Rudy Hauser of Beaufort, S.C., recalled meeting de Hart as a freshman in 1969. “I was an extremely shy 18-year-old taught and raised by my grandmother,” he said. “I didn’t have two nickels to rub together.”
De Hart took Hauser under his wing, took him to his mountain property in Virginia, taught him about the outdoors and guided his time at Louisburg. De Hart, who had earned a master’s degree from the University of Virginia, helped Hauser get into U.Va. after he finished at Louisburg College. The two remained friends for the rest of de Hart’s life. “Without his wise counsel,” said Hauser, a former vice president of Johnson & Johnson and now managing director of The Chamberlain Group, “I wouldn’t be the man I am today.”
He quoted from Michael Josephson’s “What Will Matter”: “What will matter is not what you brought but what you built, not what you learned but what you taught... Choose to live a life that matters.”
De Hart, Hauser said, made that choice.
Dr. Robert Bruck, Louisburg College professor of environmental science and curator of the De Hart Botanical Gardens, called de Hart “a renaissance man,” an author of 12 books on hiking who was totally committed to conservation. De Hart walked 68,000 to 70,000 miles of trails and took notes on every foot, Bruck said. And before he died, de Hart told Bruck: “What I want for the botanical gardens is to leave a legacy of teaching and research.”

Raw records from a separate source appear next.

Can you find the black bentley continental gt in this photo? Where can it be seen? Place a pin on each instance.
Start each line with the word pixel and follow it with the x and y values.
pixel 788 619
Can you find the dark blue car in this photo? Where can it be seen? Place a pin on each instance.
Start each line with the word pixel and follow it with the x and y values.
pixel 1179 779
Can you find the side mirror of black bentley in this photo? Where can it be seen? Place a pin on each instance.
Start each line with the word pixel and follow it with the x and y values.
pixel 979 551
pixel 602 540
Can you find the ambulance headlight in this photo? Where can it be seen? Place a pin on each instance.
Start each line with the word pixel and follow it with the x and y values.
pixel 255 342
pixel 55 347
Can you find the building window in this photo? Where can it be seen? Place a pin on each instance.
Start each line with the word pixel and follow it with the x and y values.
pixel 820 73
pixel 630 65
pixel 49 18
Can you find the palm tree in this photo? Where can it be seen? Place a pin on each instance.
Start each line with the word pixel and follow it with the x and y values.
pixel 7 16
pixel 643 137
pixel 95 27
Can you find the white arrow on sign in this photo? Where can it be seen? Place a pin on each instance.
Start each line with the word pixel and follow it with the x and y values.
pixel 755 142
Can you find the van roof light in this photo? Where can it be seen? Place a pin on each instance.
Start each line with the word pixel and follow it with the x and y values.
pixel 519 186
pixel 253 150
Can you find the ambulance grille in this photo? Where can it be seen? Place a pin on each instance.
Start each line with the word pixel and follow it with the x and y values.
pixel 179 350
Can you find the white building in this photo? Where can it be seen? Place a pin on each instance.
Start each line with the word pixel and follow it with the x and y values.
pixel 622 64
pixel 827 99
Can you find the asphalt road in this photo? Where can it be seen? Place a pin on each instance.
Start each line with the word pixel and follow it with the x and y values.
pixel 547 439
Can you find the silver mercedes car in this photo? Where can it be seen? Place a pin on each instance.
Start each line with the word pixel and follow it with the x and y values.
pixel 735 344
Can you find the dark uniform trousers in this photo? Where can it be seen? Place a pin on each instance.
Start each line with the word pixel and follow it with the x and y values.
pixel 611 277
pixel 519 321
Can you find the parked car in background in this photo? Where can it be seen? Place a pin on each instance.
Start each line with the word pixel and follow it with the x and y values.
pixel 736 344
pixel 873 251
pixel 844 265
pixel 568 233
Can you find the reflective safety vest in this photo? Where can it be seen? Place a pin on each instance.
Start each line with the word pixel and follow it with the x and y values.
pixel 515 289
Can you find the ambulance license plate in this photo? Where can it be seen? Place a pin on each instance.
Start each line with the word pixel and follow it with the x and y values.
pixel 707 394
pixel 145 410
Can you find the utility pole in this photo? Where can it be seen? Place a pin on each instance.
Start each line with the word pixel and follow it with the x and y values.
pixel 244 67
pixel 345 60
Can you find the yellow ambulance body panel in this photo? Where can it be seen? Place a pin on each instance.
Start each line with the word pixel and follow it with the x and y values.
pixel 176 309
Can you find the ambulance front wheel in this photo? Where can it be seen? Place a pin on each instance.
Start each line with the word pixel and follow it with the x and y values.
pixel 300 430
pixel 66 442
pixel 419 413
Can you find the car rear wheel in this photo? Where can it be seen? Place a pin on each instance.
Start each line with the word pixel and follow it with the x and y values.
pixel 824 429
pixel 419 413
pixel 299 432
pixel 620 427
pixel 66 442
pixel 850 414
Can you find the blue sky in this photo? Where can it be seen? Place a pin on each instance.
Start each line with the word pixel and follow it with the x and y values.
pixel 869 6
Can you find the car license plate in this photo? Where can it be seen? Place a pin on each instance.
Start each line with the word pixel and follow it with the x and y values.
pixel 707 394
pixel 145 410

On Saturday, standing by de Hart’s backpack and hiking boots and in front of a crowd of his hiking companions, college professors, arts patrons and former students, music professor Angela Adkins sang a song de Hart would’ve loved: “I am a poor wayfaring stranger wandering through this world of woe ... Soon I’ll be free from every trial. Put down the cross of self denial... There’s no sickness, toil or danger in that bright land to which I go.”
De Hart is buried in Woolwine Cemetery in his native Patrick County, Va., overlooking the rural countryside.